Definition and focus are the all-important, overarching fundamentals of every change process. Once success is clearly defined, I have developed these eight steps to achieve sticky change:

1. Define stakeholder and organizational needs. Identify, support and engage the people on your team who are going to be affected by change. Address their motivation, their practical and emotional needs, and their readiness for change. This information will help you craft a compelling vision for the project outcomes, secure senior-level support, and map out a thorough project plan.

2. Identify measures of program success and appropriate rewards. Major milestones and specific metrics need to be established, with goals being used to bring focus and clarity to the outcomes you wish to accomplish. This creates alignment across the organization, provides for greater levels of accountability, and establishes a framework for celebrating success or making course corrections.
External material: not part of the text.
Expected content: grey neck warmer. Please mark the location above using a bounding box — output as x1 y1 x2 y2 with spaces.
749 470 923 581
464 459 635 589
3. Design the change program. Successful change programs align with and can be integrated into the company’s culture. Building a link between a change initiative and the organization’s current values, vision, mission and processes will leverage existing attitudes and strategies. This will substantially increase the impact and longevity of any change.

4. Reduce obstacles and barriers up-front. Identify all potential obstacles and address them early on. Map out the stages of the journey your organization and team members will experience, and develop a plan for managing and navigating through each stage. In this way, clarity will replace ambiguity, and acceptance will overcome apprehension.

5. Deliver the program elements. Support change with robust project and communications plans. Change, by definition, is about doing things differently, so it requires more planning, not less. Checklists and techniques for ensuring successful program delivery should be developed and reviewed with regularity, allowing for fine-tuning on the fly.

6. Coach your change champions, early adopters and managers. Identify the champions who will lead your change project. Change champions make initiatives more credible and more scalable. They will help you build momentum faster. Support them with one-to-one coaching so that they’ll feel more empowered and better equipped to direct their teams through the hurdles of implementation.

7. Communicate goals and results to the entire organization. Support change initiatives with strong, frequent communications that share short-term gains as well as long-term success. Ongoing communication builds momentum by letting team members know that their efforts, ideas and participation are not taken for granted.

8. Review progress at pre-scheduled team meetings. Measure performance and share results. Regular feedback is a necessary accountability tool. Formal checkpoints should be determined at the start of the project and scheduled in advance, with Change Champions tasked to lead scheduled review meetings with their teams, and report back to senior management.

Technology is changing our world every day, and it’s not going to slow down to let any of us off the ride. To equip your business for the New Year, adopt one more resolution:

understand that change is the new status quo. Embrace it as a fundamental driver of your success.